Now that we can build a single tree we can finally build our random forest which will just be a collection of these trees. When we call random_forest
we'll need to specify n_estimators, max_features, max_depth, min_samples_split. Then for each tree we've built we'll use all the observations left out of our bootstrapped data to get our OOB score and append it on to a list (I'll talk about how to compute the OOB score and predict on a single tree below). Once we've built n_estimators
trees we can print the mean OOB score and return the full list of trees which will represent our ensemble.
def build_tree(X_bootstrap, y_bootstrap, max_depth, min_samples_split, max_features):
root_node = find_split_point(X_bootstrap, y_bootstrap, max_features)
split_node(root_node, max_features, min_samples_split, max_depth, 1)
return root_node
def random_forest(X_train, y_train, n_estimators, max_features, max_depth, min_samples_split):
tree_ls = list()
oob_ls = list()
for i in range(n_estimators):
X_bootstrap, y_bootstrap, X_oob, y_oob = draw_bootstrap(X_train, y_train)
tree = build_tree(X_bootstrap, y_bootstrap, max_features, max_depth, min_samples_split)
tree_ls.append(tree)
oob_error = oob_score(tree, X_oob, y_oob)
oob_ls.append(oob_error)
print("OOB estimate: {:.2f}".format(np.mean(oob_ls)))
return tree_ls
Given a input vector $\vec{x}_i$ we can predict its class given a single tree with predict_tree
. As a single tree consists of nested dictionaries which each represent a node we can let our $\vec{x}_i$ flow through a tree by constantly checking if the split we're at contains another dictionary (node). Once we reach a left_split or right_split that does not contain any dictionary we've reached the terminal node and we can return the class.
def predict_tree(tree, X_test):
feature_idx = tree['feature_idx']
if X_test[feature_idx] <= tree['split_point']:
if type(tree['left_split']) == dict:
return predict_tree(tree['left_split'], X_test)
else:
value = tree['left_split']
return value
else:
if type(tree['right_split']) == dict:
return predict_tree(tree['right_split'], X_test)
else:
return tree['right_split']
We'll repeat the above process for an input $\vec{x}_i$ for all the trees in our ensemble and whichever class was returned more frequently will be the class predicted from our model.
def predict_rf(tree_ls, X_test):
pred_ls = list()
for i in range(len(X_test)):
ensemble_preds = [predict_tree(tree, X_test.values[i]) for tree in tree_ls]

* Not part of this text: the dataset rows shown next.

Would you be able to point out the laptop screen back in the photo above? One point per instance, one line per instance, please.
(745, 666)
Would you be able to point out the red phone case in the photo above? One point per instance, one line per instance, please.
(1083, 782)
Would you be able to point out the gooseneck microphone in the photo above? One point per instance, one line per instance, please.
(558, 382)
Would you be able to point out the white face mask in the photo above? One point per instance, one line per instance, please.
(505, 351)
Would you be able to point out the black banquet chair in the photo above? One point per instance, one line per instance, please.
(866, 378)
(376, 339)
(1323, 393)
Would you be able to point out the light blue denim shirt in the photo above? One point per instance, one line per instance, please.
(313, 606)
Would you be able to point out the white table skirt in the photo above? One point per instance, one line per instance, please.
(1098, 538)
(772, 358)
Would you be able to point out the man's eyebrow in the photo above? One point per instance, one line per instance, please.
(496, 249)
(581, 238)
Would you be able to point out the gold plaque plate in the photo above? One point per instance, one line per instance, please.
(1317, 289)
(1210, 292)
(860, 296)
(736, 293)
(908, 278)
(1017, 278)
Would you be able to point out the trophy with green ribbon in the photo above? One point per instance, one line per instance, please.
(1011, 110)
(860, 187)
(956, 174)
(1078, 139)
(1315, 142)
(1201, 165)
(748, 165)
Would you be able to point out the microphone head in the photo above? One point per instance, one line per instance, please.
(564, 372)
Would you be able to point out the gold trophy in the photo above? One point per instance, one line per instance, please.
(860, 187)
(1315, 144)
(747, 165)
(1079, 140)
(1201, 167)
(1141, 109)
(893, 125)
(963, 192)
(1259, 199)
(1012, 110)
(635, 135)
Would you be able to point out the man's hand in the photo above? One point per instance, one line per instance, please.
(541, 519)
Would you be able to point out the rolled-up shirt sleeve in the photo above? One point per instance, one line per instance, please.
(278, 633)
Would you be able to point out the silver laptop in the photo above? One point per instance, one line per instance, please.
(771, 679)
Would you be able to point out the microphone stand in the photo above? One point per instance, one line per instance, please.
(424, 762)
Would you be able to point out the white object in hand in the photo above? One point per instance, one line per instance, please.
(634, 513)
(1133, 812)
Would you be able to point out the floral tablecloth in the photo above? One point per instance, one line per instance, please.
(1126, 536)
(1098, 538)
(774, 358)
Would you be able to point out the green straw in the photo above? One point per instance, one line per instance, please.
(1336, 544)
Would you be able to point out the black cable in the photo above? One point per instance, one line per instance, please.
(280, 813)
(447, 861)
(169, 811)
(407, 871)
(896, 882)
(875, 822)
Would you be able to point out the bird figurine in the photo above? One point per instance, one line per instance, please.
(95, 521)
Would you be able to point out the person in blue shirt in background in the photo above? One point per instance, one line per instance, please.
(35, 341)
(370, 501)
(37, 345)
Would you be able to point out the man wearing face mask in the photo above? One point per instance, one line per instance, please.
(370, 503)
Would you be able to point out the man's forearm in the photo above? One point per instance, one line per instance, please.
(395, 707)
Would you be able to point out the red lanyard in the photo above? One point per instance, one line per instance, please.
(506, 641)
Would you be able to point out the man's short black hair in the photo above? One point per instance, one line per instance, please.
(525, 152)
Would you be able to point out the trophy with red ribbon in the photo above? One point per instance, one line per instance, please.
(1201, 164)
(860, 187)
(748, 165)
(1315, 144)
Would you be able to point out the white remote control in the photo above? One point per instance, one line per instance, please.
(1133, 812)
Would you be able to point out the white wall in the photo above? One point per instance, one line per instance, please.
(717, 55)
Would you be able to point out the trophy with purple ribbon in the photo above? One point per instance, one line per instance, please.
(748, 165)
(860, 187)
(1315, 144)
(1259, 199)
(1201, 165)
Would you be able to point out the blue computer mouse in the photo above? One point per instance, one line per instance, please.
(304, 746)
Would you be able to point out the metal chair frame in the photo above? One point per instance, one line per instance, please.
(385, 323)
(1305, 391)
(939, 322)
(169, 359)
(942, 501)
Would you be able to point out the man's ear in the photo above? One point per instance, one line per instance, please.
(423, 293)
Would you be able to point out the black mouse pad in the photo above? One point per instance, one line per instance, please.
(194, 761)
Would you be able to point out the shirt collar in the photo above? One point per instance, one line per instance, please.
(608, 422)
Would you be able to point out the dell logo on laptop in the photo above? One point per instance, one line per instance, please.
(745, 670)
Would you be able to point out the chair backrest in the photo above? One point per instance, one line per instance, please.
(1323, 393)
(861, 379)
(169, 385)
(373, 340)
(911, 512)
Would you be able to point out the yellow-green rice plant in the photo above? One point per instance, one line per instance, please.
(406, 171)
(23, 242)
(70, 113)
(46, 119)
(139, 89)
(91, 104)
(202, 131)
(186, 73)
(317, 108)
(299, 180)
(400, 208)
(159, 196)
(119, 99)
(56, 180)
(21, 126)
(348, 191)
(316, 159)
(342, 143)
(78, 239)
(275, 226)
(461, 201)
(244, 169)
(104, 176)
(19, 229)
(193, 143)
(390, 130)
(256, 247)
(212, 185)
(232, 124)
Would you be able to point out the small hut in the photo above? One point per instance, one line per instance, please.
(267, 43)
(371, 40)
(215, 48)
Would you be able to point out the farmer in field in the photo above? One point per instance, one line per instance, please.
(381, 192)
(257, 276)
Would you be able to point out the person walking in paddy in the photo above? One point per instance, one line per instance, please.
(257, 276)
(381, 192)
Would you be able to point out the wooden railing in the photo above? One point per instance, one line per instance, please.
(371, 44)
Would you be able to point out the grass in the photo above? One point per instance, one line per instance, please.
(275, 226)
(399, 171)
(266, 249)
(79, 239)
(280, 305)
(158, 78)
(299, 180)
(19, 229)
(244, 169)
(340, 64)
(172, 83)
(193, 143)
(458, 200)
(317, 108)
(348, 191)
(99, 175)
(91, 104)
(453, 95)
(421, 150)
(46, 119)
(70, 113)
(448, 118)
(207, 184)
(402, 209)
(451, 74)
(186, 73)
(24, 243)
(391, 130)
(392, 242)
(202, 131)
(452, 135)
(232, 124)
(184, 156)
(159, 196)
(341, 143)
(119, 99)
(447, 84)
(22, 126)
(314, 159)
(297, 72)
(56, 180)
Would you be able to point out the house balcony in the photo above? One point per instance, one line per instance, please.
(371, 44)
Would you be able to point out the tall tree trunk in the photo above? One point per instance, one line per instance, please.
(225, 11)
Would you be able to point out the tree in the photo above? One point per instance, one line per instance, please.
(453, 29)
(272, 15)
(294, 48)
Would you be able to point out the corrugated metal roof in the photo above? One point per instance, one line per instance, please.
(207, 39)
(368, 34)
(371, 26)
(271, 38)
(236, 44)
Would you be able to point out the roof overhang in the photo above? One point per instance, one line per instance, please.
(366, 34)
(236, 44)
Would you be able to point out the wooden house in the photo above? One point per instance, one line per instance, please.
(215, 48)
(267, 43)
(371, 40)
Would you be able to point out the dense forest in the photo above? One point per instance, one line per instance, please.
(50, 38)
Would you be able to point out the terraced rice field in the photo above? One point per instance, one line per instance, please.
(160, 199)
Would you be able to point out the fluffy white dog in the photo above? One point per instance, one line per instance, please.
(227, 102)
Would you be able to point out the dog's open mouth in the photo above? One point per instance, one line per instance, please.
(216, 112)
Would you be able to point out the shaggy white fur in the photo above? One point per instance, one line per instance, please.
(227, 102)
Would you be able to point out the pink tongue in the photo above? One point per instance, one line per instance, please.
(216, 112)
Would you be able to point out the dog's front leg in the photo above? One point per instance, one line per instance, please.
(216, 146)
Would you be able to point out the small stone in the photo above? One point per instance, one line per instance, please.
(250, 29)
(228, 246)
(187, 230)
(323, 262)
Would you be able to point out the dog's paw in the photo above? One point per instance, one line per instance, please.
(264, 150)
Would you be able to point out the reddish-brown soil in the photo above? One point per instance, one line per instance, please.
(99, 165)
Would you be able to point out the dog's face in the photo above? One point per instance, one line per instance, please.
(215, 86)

final_pred = max(ensemble_preds, key = ensemble_preds.count)
pred_ls.append(final_pred)
return np.array(pred_ls)
Now that we have our model built we can fit it to our training data with random_forest
and predict on our training data
n_estimators = 100
max_features = 3
max_depth = 10
min_samples_split = 2
model = random_forest(X_train, y_train, n_estimators=100, max_features=3, max_depth=10, min_samples_split=2)
OOB estimate: 0.22
preds = predict_rf(model, X_test)
acc = sum(preds == y_test) / len(y_test)
print("Testing accuracy: {}".format(np.round(acc,3)))
Testing accuracy: 0.768
I hope this was of use for anyone curious to learn about random forests. Random forests are great for an array reasons that include an easy implementation and require little to no parameter tuning. RF's may not be power houses like neural networks or gradient boosting models, but they should certainly be in everyones machine learning repertoire. There are methods that can allow you to see which variables are more important than others that I didn't cover in this thread, but are worth looking into. Hopefully this can also help you get in the right direction if you are also interested in understanding how gradient boosting models like Xgboost work.